- Theatrical release poster in France
- Directed by: Paweł Pawlikowski
- Screenplay by: Pawel Pawlikowski
- Based on: The Woman in the Fifth by Douglas Kennedy
- Produced by: Caroline Benjo; Carole Scotta;
- Starring: Ethan Hawke; Kristin Scott Thomas;
- Cinematography: Ryszard Lenczewski
- Edited by: David Charap
- Music by: Max de Wardener
- Production companies: Haut et Court; Film4 Productions; SPI International Poland; The Bureau;
- Distributed by: Memento Films
- Release dates: 11 September 2011 (TIFF); 16 November 2011 (France); 17 February 2012 (UK); 15 June 2012 (US);
- Running time: 85 minutes
- Countries: France; Poland; United Kingdom;
- Languages: French; English; Polish;
- Box office: $662,000

= The Woman in the Fifth =

The Woman in the Fifth (La femme du Vème) is a 2011 French-British-Polish drama film directed and written by Paweł Pawlikowski. Adapted from Douglas Kennedy's 2007 novel of the same name, the film centers on a divorced American writer (Ethan Hawke) who moves to Paris to be closer to his young daughter. As he embarks on an affair with a mysterious widow (Kristin Scott Thomas), a dark force seems to be taking control of his life.

==Plot==
American writer Tom Ricks arrives in Paris to be closer to his young daughter, who lives with his ex-wife. The divorce was prompted by Tom's mental illness, from which he has apparently recovered. After his possessions and money are stolen, he accepts a job as a night guard for Sezer, a local crime boss who owns a run-down hostel. Stationed in a basement office, his only task is to admit visitors who give the correct password. The tranquility of the nights, he hopes, will help him focus on his new novel.
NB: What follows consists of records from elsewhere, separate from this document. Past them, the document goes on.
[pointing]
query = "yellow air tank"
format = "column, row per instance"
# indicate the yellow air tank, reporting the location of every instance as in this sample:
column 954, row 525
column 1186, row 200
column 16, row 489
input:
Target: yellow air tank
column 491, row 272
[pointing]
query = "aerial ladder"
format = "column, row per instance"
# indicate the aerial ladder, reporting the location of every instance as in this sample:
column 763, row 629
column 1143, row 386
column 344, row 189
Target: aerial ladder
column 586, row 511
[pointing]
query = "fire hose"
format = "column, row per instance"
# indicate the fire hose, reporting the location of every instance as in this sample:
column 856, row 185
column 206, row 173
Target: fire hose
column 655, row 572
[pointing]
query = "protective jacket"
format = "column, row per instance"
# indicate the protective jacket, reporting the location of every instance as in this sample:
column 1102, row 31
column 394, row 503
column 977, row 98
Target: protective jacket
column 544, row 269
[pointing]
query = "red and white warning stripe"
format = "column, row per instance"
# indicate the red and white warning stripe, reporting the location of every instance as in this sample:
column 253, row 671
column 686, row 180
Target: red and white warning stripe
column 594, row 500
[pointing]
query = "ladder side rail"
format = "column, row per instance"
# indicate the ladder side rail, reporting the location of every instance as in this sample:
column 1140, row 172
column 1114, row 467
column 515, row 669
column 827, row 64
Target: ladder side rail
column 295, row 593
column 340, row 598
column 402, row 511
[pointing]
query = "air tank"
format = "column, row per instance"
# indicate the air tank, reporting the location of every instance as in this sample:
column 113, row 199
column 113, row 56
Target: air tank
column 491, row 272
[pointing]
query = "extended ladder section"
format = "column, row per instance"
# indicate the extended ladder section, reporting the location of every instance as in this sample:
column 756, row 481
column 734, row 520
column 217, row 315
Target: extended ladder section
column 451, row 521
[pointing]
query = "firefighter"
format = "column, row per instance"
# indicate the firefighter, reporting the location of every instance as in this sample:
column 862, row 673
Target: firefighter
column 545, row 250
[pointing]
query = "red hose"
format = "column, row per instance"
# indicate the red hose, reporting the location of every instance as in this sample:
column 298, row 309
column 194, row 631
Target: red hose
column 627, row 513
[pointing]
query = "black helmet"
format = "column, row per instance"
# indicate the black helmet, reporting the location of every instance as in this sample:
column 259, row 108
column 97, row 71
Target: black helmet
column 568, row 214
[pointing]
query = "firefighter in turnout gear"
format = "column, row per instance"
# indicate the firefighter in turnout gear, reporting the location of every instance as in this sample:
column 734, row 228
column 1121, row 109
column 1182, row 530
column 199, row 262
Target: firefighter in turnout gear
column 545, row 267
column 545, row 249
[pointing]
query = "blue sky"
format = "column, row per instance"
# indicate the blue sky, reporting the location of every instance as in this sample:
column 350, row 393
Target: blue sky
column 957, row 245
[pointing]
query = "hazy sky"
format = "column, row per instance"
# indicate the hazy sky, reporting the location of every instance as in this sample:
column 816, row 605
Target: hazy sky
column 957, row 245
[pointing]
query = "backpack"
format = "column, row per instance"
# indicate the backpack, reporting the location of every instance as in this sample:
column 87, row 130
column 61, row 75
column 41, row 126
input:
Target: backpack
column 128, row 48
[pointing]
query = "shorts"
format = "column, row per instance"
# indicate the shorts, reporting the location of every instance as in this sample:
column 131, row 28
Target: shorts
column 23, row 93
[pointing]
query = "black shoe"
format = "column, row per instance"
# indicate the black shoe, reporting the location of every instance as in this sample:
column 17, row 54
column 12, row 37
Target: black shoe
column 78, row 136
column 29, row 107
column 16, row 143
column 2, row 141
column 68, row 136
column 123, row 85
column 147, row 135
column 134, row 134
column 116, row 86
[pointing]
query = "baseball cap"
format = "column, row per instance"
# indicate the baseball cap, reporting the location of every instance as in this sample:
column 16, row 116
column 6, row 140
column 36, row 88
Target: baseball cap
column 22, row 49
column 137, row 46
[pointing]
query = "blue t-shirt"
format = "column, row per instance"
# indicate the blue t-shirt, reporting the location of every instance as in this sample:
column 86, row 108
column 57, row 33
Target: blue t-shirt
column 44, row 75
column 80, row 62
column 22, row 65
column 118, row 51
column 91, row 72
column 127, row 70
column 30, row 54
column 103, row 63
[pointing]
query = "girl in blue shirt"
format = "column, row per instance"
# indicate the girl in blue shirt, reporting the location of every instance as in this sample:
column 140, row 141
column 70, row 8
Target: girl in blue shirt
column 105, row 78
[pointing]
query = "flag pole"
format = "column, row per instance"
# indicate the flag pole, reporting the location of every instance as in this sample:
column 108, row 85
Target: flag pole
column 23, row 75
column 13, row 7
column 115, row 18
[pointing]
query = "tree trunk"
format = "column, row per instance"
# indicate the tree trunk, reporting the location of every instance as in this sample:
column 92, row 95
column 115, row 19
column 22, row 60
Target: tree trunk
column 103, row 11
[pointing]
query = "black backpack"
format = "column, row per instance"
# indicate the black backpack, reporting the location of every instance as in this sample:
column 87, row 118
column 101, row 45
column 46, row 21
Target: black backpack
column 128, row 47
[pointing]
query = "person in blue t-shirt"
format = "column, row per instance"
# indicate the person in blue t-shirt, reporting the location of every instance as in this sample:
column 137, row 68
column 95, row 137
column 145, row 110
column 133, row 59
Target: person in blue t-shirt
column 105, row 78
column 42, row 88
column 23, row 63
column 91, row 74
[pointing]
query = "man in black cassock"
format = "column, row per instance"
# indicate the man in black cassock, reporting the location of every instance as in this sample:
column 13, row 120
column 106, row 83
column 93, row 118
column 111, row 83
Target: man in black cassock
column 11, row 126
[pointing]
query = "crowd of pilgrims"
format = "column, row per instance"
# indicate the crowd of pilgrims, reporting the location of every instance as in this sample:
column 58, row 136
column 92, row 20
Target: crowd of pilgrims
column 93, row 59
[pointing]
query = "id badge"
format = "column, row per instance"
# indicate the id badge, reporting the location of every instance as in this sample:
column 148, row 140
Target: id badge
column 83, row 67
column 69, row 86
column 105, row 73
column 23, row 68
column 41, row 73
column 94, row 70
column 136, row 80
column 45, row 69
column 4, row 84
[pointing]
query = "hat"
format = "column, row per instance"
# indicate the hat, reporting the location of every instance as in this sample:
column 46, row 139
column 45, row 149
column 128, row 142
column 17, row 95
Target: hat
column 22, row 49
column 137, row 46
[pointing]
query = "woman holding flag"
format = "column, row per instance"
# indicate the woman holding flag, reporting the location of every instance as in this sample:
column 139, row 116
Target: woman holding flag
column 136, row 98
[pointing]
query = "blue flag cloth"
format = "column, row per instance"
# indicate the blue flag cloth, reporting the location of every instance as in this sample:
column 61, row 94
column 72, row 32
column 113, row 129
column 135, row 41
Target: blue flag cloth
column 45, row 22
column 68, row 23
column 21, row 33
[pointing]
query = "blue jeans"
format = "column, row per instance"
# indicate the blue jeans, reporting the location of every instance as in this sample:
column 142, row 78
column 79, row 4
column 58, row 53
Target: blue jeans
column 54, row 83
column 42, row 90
Tom begins romance with Margit, a mysterious and elegant widow who sets strange rules to their meetings: she will only see him at her apartment in the fifth arrondissement, at 5pm sharp, twice a week, and she forbids him to ask questions about her work or her past life. At the same time, Tom grows closer to Ania, the Polish barmaid at the hostel's café, who has literary interests and seeks out a copy of Tom's only published novel.

Tom's relationship with Ania turns into a sexual affair, and he is blackmailed by Omar, another resident of the hostel, who threatens to reveal it to Sezer, who has a possessive relationship with Ania. Shortly afterward, Omar is found murdered, and the police hold Tom as a suspect, but release him the next day after arresting Sezer. However, when he gives Margit as his alibi for the time of the murder, he is told that Margit Kahn committed suicide in 1991 after killing the man who ran over her daughter.

Tom goes to Ania, but they are interrupted by the police, who inform Tom that his daughter has gone missing. Distraught, Tom returns to talk to Margit, though he now knows she is a figment of his imagination. Margit tells him to leave his wife, daughter, and Ania behind and be with her forever, but Tom demands to know what happened to his daughter.

Tom's daughter is eventually found wandering in the forest, and is reunited with her mother. Ania waits for Tom at the cafè, but he never arrives. After discarding most of a letter he had been writing to his daughter, Tom ascends the stairs to the apartment in the 5th once again, where the door opens and a bright light engulfs him.

==Cast==
- Ethan Hawke as Tom Ricks
- Kristin Scott Thomas as Margit Kadar
- Joanna Kulig as Ania
- Samir Guesmi as Sezer
- Marcela Iacub as Isabella
- Anne Benoît as Teacher
- Grégory Gadebois as Lieutenant Children Unit

==Production==
The Woman in the Fifth was produced by Paris-based Haut Et Court with UK's Film4 Productions, and co-financed by the UK Film Council and SPI Poland.

Pawlikowski saw the film as "a story about a man torn between the need for family and stability and the need to be creative". In 2009, he approached Hawke to play the lead character while the actor was performing in a play at the Old Vic in London. Thomas was cast as the "woman in the Fifth" shortly afterward.

The filming took place in Paris from April to June 2010.

==Release==
Premiered at the 2011 Toronto International Film Festival, the film opened in France on 16 November 2011. The following year it was released in the UK on 17 February and in the US on 15 June.

==Reception==
The film received mixed reviews. On review aggregator Rotten Tomatoes, the film holds an approval rating of 59% based on 58 reviews, with an average rating of 5/10. On Metacritic, the film has a weighted average score of 57 out of 100, based on 18 critics, indicating "mixed or average reviews".